Auf der Changan-Chaussee marschieren die Soldaten. Doch niemand schaut ihnen zu. Hinter ihren Reihen, verdeckt unter Bäumen, geschieht lautlos, was alle beobachten. Dort geht ein einfacher Mann. Er trägt ein kleines Bündel auf seinem Rücken. Das aber scheint schwer zu wiegen, denn der Mann geht in gebeugter Haltung. Oder gibt es andere Gründe, die ihn nicht aufschauen lassen? Der Mann trägt einen Schnurrbart, sein Hemd ist nicht zugeknöpft. Viel ist ja aus der Ferne, vom anderen Straßenrand, nicht zu erkennen. Und dennoch schauen ihm Hunderte von Augen nach, weil alle wissen, wohin der Weg dieses Mannes führt. Oder weil niemand das weiß: Der Mann mit dem Bündel und dem Schnurrbart wird abgeführt. Vier Volkspolizisten begleiten ihn.

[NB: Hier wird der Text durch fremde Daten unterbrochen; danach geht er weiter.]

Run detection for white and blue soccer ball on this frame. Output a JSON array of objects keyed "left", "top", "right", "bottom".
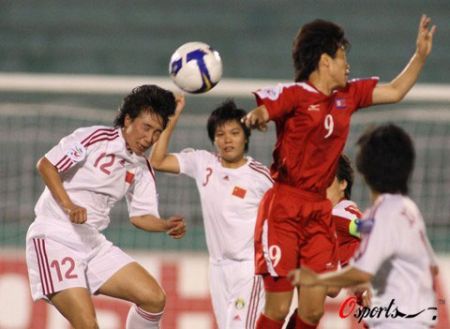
[{"left": 169, "top": 42, "right": 222, "bottom": 94}]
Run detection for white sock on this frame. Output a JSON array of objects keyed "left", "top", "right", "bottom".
[{"left": 126, "top": 305, "right": 164, "bottom": 329}]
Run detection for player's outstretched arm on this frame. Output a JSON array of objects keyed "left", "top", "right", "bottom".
[
  {"left": 241, "top": 105, "right": 269, "bottom": 131},
  {"left": 130, "top": 215, "right": 186, "bottom": 239},
  {"left": 372, "top": 15, "right": 436, "bottom": 104},
  {"left": 36, "top": 157, "right": 87, "bottom": 224},
  {"left": 289, "top": 266, "right": 372, "bottom": 287},
  {"left": 148, "top": 95, "right": 185, "bottom": 174}
]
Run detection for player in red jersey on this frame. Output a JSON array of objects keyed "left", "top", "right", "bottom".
[{"left": 244, "top": 15, "right": 436, "bottom": 329}]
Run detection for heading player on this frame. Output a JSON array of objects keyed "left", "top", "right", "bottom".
[
  {"left": 291, "top": 124, "right": 437, "bottom": 329},
  {"left": 151, "top": 98, "right": 273, "bottom": 329},
  {"left": 244, "top": 15, "right": 436, "bottom": 329},
  {"left": 26, "top": 85, "right": 185, "bottom": 329}
]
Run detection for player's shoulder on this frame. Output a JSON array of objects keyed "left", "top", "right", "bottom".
[
  {"left": 332, "top": 200, "right": 362, "bottom": 220},
  {"left": 255, "top": 82, "right": 319, "bottom": 100},
  {"left": 247, "top": 156, "right": 273, "bottom": 184}
]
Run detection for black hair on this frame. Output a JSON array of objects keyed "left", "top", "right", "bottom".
[
  {"left": 356, "top": 124, "right": 415, "bottom": 195},
  {"left": 206, "top": 99, "right": 251, "bottom": 152},
  {"left": 114, "top": 85, "right": 176, "bottom": 128},
  {"left": 292, "top": 19, "right": 350, "bottom": 82},
  {"left": 336, "top": 154, "right": 355, "bottom": 200}
]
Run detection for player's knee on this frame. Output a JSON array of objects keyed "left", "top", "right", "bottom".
[
  {"left": 136, "top": 287, "right": 166, "bottom": 312},
  {"left": 327, "top": 287, "right": 341, "bottom": 298},
  {"left": 72, "top": 314, "right": 99, "bottom": 329},
  {"left": 264, "top": 303, "right": 291, "bottom": 321}
]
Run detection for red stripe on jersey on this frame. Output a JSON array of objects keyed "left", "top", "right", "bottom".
[
  {"left": 81, "top": 128, "right": 116, "bottom": 145},
  {"left": 231, "top": 186, "right": 247, "bottom": 199},
  {"left": 145, "top": 159, "right": 156, "bottom": 184},
  {"left": 248, "top": 163, "right": 273, "bottom": 183},
  {"left": 83, "top": 132, "right": 119, "bottom": 147}
]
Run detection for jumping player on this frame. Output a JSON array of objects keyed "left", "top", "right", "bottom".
[
  {"left": 292, "top": 124, "right": 437, "bottom": 329},
  {"left": 26, "top": 85, "right": 185, "bottom": 329},
  {"left": 244, "top": 15, "right": 436, "bottom": 329},
  {"left": 151, "top": 98, "right": 273, "bottom": 329}
]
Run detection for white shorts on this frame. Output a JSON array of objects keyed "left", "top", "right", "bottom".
[
  {"left": 26, "top": 222, "right": 134, "bottom": 301},
  {"left": 209, "top": 261, "right": 264, "bottom": 329}
]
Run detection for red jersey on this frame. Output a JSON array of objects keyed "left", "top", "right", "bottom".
[{"left": 255, "top": 78, "right": 378, "bottom": 195}]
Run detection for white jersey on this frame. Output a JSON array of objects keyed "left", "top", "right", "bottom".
[
  {"left": 352, "top": 194, "right": 437, "bottom": 328},
  {"left": 35, "top": 126, "right": 159, "bottom": 231},
  {"left": 174, "top": 149, "right": 273, "bottom": 263}
]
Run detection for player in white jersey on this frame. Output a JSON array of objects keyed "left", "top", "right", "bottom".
[
  {"left": 151, "top": 97, "right": 272, "bottom": 329},
  {"left": 26, "top": 85, "right": 185, "bottom": 329},
  {"left": 292, "top": 124, "right": 438, "bottom": 329}
]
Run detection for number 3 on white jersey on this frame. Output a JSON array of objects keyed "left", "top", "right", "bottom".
[{"left": 323, "top": 114, "right": 334, "bottom": 138}]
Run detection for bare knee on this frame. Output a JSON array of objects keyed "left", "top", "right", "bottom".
[
  {"left": 264, "top": 303, "right": 291, "bottom": 321},
  {"left": 135, "top": 287, "right": 166, "bottom": 313}
]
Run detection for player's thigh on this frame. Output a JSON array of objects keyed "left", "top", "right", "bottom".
[
  {"left": 298, "top": 286, "right": 328, "bottom": 319},
  {"left": 26, "top": 235, "right": 87, "bottom": 300},
  {"left": 98, "top": 262, "right": 165, "bottom": 305},
  {"left": 226, "top": 261, "right": 264, "bottom": 329},
  {"left": 49, "top": 288, "right": 96, "bottom": 328}
]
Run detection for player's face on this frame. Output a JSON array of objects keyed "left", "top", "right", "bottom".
[
  {"left": 327, "top": 176, "right": 347, "bottom": 207},
  {"left": 123, "top": 111, "right": 163, "bottom": 155},
  {"left": 330, "top": 48, "right": 350, "bottom": 88},
  {"left": 214, "top": 120, "right": 247, "bottom": 168}
]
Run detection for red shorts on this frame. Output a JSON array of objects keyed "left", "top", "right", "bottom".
[{"left": 255, "top": 184, "right": 338, "bottom": 277}]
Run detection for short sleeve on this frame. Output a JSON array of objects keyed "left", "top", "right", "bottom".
[
  {"left": 349, "top": 77, "right": 378, "bottom": 111},
  {"left": 352, "top": 205, "right": 398, "bottom": 275},
  {"left": 126, "top": 164, "right": 160, "bottom": 217},
  {"left": 45, "top": 126, "right": 115, "bottom": 172},
  {"left": 173, "top": 148, "right": 207, "bottom": 178},
  {"left": 254, "top": 84, "right": 298, "bottom": 121}
]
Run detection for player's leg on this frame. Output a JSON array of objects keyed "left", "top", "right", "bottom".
[
  {"left": 98, "top": 262, "right": 166, "bottom": 329},
  {"left": 209, "top": 263, "right": 228, "bottom": 329},
  {"left": 49, "top": 288, "right": 99, "bottom": 329},
  {"left": 296, "top": 200, "right": 338, "bottom": 329},
  {"left": 224, "top": 261, "right": 264, "bottom": 329}
]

In einer kleinen Häuserblockpassage Pekings, dort, wo an gewöhnlichen Tagen kein Auto fährt und die Leute vom Fahrrad absteigen, weil Gemüseberge den Weg versperren, dort fährt an diesem Samstag abend ein kleiner, grüner Jeep. Langsam bewegt sich die Karosse, stoppt und rollt langsam wieder an. Die Windschutzscheiben sind beschmutzt. Auf wen richten sich die Augen der Wachhabenden? Wen sucht die Volkspolizei? Anwohner und Passanten verhalten sich ruhig, blicken nicht auf. Gleichgültig wiegt der Obsthändler seine Melonen. Vorbei die Zeiten der Anklage und des Protests.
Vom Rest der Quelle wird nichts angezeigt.